Arm Intervention/treatment
Experimental: Arm A (Dose Escalation) TMZ Pulse Dosing
Participants receive continuous BGB-290 and escalating flat doses of 40mg, 80mg, 100mg, 120mg (as 20 mg capsules) daily administered orally up to the maximum tolerated dose (MTD) of TMZ on Days 1 - 7 of a 28-day cycle.
Drug: Pamiparib
60 mg (20 mg capsules) administered orally twice a day
Other Name: BGB-290

Drug: Temozolomide
Doses of up to 120 mg (as 20 mg capsules) administered orally once daily (QD) as specified in the treatment arm
Other Names:
  • TMZ
  • temodar

Experimental: Arm B (Dose Escalation) TMZ Continuous Dosing
Participants receive continuous BGB-290 and escalating flat doses of 40mg, 80mg, 100mg, 120mg (as 20 mg capsules) daily administered orally up to the maximum tolerated dose (MTD) of TMZ on Days 1 - 28 of a 28-day cycle.
Drug: Pamiparib
60 mg (20 mg capsules) administered orally twice a day
Other Name: BGB-290

Drug: Temozolomide
Doses of up to 120 mg (as 20 mg capsules) administered orally once daily (QD) as specified in the treatment arm
Other Names:
  • TMZ
  • temodar

Experimental: Dose Expansion, 6 cohorts
Participants receive continuous BGB-290 and TMZ at the recommended phase 2 dose (RP2D) and schedule in 28 day cycles
Drug: Pamiparib
60 mg (20 mg capsules) administered orally twice a day
Other Name: BGB-290

Drug: Temozolomide
Doses of up to 120 mg (as 20 mg capsules) administered orally once daily (QD) as specified in the treatment arm
Other Names:
  • TMZ
  • temodar




Primary Outcome Measures :
  1. Incidence and nature of dose limiting toxicities (DLTs) as assessed by CTCAE. [ Time Frame: From first dose BGB-290 and TMZ to 28 days post-dosing ]
  2. Number of participants experiencing Adverse Events (AEs) [ Time Frame: From first dose BGB-290 and TMZ to 30 days post-dosing ]
  3. Number of participants experiencing Severe Adverse Events (SAEs) [ Time Frame: From first dose BGB-290 and TMZ to 30 days post-dosing ]
  4. Objective Response Rate (ORR) [ Time Frame: From first dose BGB-290 and TMZ to first documentation of disease progression, assessed up to 5 years ]

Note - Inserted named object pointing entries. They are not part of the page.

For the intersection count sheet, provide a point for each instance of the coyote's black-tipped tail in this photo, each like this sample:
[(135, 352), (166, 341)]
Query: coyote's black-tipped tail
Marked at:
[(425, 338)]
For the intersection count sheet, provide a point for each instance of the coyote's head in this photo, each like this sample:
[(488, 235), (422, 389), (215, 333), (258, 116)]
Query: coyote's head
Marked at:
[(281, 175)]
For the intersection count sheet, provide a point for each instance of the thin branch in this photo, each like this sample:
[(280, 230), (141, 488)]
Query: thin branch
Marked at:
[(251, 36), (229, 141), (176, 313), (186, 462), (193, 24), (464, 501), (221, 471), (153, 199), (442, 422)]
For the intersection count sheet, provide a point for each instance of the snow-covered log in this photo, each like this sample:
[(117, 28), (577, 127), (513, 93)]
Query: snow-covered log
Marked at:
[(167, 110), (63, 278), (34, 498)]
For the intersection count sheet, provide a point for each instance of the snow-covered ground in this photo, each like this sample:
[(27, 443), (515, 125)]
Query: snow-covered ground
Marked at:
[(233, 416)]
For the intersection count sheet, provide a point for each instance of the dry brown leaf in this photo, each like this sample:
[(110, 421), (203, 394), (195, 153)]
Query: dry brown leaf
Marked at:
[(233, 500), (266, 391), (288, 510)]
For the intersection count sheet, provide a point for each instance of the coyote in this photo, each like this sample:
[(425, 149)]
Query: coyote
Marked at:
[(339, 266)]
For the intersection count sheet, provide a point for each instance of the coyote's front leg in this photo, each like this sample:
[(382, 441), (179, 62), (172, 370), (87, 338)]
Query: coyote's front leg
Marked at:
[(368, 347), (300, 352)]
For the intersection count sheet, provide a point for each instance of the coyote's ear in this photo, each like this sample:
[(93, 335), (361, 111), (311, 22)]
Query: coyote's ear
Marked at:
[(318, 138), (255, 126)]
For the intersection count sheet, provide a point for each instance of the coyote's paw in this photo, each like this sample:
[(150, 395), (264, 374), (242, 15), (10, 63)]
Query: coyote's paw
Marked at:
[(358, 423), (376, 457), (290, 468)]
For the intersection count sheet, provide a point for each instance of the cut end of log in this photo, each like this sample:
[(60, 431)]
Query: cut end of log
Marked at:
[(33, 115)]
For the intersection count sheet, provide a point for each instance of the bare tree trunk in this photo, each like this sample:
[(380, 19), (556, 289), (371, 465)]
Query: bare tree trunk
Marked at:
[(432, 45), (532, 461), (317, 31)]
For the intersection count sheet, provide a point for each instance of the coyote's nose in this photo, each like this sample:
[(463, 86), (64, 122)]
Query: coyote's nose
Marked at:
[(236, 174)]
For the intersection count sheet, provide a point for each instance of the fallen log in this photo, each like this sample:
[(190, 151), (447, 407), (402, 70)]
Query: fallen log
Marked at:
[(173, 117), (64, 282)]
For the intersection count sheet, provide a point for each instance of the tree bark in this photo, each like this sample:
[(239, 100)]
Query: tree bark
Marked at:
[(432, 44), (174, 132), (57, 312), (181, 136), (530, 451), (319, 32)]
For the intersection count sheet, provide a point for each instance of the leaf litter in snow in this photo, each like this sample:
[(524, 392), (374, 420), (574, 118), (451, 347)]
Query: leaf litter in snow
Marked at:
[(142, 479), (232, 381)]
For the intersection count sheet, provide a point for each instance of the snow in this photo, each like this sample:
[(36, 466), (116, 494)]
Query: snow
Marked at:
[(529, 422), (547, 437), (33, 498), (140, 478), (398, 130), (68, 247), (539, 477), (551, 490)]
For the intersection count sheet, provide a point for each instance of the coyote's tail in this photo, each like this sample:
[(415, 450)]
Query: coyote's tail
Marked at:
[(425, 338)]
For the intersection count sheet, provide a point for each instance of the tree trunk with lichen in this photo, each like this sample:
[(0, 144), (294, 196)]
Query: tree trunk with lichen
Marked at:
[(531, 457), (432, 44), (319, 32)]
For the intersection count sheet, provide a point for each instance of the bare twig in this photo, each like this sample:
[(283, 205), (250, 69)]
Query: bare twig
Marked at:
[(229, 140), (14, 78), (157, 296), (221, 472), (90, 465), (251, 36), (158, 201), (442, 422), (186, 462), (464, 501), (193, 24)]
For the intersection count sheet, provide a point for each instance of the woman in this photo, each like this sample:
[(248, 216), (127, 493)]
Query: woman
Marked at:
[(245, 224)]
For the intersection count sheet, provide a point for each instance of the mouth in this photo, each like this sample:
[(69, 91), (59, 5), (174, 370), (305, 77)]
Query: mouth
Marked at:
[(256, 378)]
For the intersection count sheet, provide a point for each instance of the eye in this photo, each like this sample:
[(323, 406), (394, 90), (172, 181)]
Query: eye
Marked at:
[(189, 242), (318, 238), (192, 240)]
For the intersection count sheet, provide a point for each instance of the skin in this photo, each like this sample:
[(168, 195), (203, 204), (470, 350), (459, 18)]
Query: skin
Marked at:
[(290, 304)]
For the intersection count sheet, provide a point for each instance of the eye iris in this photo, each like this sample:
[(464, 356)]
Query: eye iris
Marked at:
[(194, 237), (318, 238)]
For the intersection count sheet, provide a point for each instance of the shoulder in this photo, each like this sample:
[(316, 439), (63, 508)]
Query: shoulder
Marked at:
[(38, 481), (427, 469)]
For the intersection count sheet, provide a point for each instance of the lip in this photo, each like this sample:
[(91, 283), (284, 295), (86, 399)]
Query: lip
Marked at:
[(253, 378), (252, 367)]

Secondary Outcome Measures :
  1. maximum observed plasma concentration (Cmax) of BGB-290 and TMZ. [ Time Frame: From first dose BGB-290 and TMZ to 30 days post-dosing ]
  2. lowest concentration reached before the next dose administered (Ctrough) of BGB-290 and TMZ. [ Time Frame: From first dose BGB-290 and TMZ to 30 days post-dosing ]
  3. time to reach maximum (peak) plasma concentration (Tmax) of BGB-290 and TMZ. [ Time Frame: From first dose BGB-290 and TMZ to 30 days post-dosing ]
  4. Duration of response (DOR). [ Time Frame: From first dose BGB-290 and TMZ to first documentation of disease progression, assessed up to 5 years ]
  5. Disease control rate (DCR) [ Time Frame: From first dose BGB-290 and TMZ to first documentation of disease progression while participant is alive, assessed to up 5 years ]
  6. Progression free survival (PFS) [ Time Frame: From first dose BGB-290 and TMZ to first documentation of disease progression or death, whichever is first, assessed up to 5 years ]
  7. Overall survival (OS) [ Time Frame: From first dose BGB-290 and TMZ until date of death, assessed up to 5 years ]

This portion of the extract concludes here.